What about bail outs? When it comes to American, The New York Times reports: “American Airlines has not yet asked for a bailout — at least not in so many words. Yet after a recent meeting with airline leadership, Larry Kudlow, the director of the National Economic Council, said that ‘certain sectors of the economy, airlines coming to mind’ might require assistance. Treasury Secretary Steven Mnuchin said Wednesday that the airlines, including American, would be ‘on the top of the list’ for federal loan relief.”
The Australian government finds itself in a similar position, with its two dominant national carriers providing crucial infrastructure for the rest of the economy. They also know that competition is a vital part of any market, and that the two airlines keep each other on their toes, providing Australian domestic travellers with two respective premium (and budget, in the form of Jetstar and Tigerair) options.
On that note: The Federal Government announced a $715 million support package for the aviation sector last week, waiving many fees and charges for airlines during the current downturn.

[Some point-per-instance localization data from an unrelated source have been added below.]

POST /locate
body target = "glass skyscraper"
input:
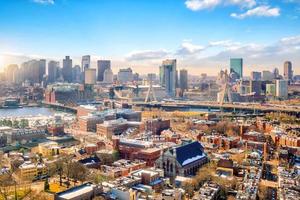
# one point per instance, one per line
(236, 65)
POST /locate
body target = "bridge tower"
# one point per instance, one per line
(151, 93)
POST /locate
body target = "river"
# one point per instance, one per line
(26, 112)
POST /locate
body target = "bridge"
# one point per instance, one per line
(60, 106)
(226, 106)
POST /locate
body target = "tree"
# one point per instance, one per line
(78, 171)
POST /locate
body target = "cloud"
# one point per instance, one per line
(227, 44)
(242, 3)
(187, 48)
(196, 5)
(260, 11)
(146, 55)
(44, 2)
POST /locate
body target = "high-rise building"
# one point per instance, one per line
(67, 69)
(276, 73)
(256, 76)
(52, 71)
(267, 75)
(255, 86)
(86, 62)
(183, 80)
(102, 65)
(76, 74)
(90, 76)
(42, 69)
(11, 72)
(288, 71)
(125, 75)
(31, 71)
(271, 89)
(162, 75)
(108, 76)
(169, 66)
(282, 88)
(236, 66)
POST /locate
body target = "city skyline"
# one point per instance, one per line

How this will be divvied up has proved controversial. According to the ABC, Qantas CEO Alan Joyce told Qantas staff during a conference call they should lobby their local MPs to ensure any Commonwealth support to the airline industry was offered “across the board”, and not just to one company alone.
“It followed comments on Sky News where he said the Federal Government could not pick ‘winners and losers’ when it came to propping up airlines, and governments should not be in the business of supporting companies that had been ‘badly managed'”, (ABC).
According to the ABC, Virgin Australia boss Paul Scurrah described these comments as “very disappointing” in an email to staff.
“I am in daily discussions with Government to ensure we get the support we need to get through this and have been advocating on behalf of Virgin Australia Group and the industry as a whole,” Mr Scurrah wrote.
“I have today written a letter to Rod Sims, chairman of the ACCC, to investigate public commentary and an industry-wide campaign that is designed to ensure a lessening of competition in the aviation sector.”